Ville durable… L’expression, assez neuve, irrigue les discours politiques, les publications scientifiques, les querelles d’experts et nombre de dispositions issues de la démarche du Grenelle de l’environnement. Mais de quoi parle-t-on ? Une méthode originale consiste à se demander, dans une visée didactique d’étonnement, ce que serait le contraire d’une ville durable. Sémantiquement, en raisonnant en quelque sorte par l’absurde, on trouverait quelque chose comme « campagne éphémère ». Cette autre expression, inusitée, ne veut pas dire grand-chose – tout le monde en conviendra. Symétriquement, son opposé (notre « ville durable », donc), ne rayonne pas de clarté. Chacun y place ce qu’il veut, en termes d’ambitions, de réalisations, de législations. Et d’autres notions viennent en renfort pour préciser ce que serait le contenu de la ville durable : écologie urbaine, mixité sociale, urbanisme responsable, démarche citoyenne…

On se gargarise souvent ainsi de mots, ceux-ci venant maintenant alimenter une copieuse littérature. Le sujet, s’il est empreint de flou, n’en reste pas moins aussi sérieux qu’important. Des techniques sont à l’œuvre : développement de l’énergie photovoltaïque, circuits courts de logistique, analyses économiques sur le cycle de vie… Des moyens sont dégagés. Des normes sont établies. La grande question tient dans une alternative, au fond, assez simple : la ville durable relève-t-elle d’abord d’un bâti durable (immeubles, réseaux, voiries, mobilier urbain, etc.) ou d’habitants durables (dont les comportements seraient écologiquement et socialement vertueux) ? Cette double option peut s’incarner à travers l’un des sigles phares du sujet : les BBC. Connu pour désigner les « bâtiments basse consommation », ce sigle peut valablement désigner les « bonshommes basse consommation ». L’un et l’autre vont certainement bien ensemble.

Il faut néanmoins savoir ce qui prime : le contenu ou le contenant, les gens ou les équipements. Or ce sont certainement les comportements et les usages qui prévalent.
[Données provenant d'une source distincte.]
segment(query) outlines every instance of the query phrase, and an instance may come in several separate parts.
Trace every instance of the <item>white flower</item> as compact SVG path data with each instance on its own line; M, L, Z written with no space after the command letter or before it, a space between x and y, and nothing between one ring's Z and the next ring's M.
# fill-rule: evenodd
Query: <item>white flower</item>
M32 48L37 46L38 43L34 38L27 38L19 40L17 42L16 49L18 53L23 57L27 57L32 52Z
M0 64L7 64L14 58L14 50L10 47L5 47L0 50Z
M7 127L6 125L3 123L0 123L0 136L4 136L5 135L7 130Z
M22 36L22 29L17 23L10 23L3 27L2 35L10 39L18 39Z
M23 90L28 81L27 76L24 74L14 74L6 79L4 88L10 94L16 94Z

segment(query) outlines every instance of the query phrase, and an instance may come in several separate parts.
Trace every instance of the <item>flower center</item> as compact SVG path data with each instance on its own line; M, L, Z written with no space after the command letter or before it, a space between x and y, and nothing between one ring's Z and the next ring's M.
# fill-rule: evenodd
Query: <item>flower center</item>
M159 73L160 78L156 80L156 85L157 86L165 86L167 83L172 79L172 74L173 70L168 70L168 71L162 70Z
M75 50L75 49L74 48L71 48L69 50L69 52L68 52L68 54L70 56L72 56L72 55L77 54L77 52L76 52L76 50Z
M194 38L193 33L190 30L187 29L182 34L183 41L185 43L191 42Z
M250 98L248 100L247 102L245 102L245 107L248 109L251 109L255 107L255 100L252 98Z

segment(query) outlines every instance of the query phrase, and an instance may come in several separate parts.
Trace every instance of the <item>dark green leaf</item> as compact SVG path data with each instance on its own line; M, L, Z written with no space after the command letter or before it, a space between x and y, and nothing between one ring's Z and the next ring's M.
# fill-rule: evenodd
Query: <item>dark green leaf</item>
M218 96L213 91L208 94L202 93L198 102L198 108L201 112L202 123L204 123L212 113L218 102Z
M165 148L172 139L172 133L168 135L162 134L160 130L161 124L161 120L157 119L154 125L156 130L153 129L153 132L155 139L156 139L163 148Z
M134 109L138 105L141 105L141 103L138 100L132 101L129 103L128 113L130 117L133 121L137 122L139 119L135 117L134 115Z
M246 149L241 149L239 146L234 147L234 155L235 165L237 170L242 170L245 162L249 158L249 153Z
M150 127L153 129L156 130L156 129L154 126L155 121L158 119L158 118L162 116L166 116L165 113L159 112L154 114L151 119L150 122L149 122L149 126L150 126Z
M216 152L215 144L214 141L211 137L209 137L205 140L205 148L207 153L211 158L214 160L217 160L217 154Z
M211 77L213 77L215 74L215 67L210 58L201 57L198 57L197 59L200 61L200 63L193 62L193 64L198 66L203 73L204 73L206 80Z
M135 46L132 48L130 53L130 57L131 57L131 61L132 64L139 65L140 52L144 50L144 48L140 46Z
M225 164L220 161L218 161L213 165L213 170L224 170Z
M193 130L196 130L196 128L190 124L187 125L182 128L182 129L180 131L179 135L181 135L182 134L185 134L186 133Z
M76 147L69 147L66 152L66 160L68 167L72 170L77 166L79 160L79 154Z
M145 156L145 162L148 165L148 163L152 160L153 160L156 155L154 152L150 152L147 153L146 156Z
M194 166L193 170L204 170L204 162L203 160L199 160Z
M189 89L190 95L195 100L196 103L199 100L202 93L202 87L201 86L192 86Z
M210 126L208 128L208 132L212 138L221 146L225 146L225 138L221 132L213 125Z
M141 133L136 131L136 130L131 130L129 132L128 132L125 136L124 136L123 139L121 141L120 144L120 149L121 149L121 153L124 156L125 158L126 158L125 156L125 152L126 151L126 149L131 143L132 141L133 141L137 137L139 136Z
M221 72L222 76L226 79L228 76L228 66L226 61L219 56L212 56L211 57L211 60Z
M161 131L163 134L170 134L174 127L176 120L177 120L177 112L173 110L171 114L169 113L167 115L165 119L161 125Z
Le plus beau BBC (bâtiment) du monde ne pourra donner que ce qu’il a. Si ses occupants roulent en 4x4, prennent des douches interminables et se chauffent fenêtres ouvertes, les caractéristiques énergétiquement économes de leur habitat n’auront que peu de conséquences positives. Pour les problématiques – appelées certainement à devenir plus préoccupantes encore – de précarité énergétique, une dimension du sujet est bien de savoir si ce sont les bâtiments (les désormais célèbres « passoires thermiques ») ou les comportements (l’usage parcimonieux des équipements domestiques) qu’il faut viser pour les réhabiliter ou les réorienter. Bien entendu, la réponse évidente semble immédiatement fuser : les deux, mon capitaine ! Pour autant, il faut toujours des priorités.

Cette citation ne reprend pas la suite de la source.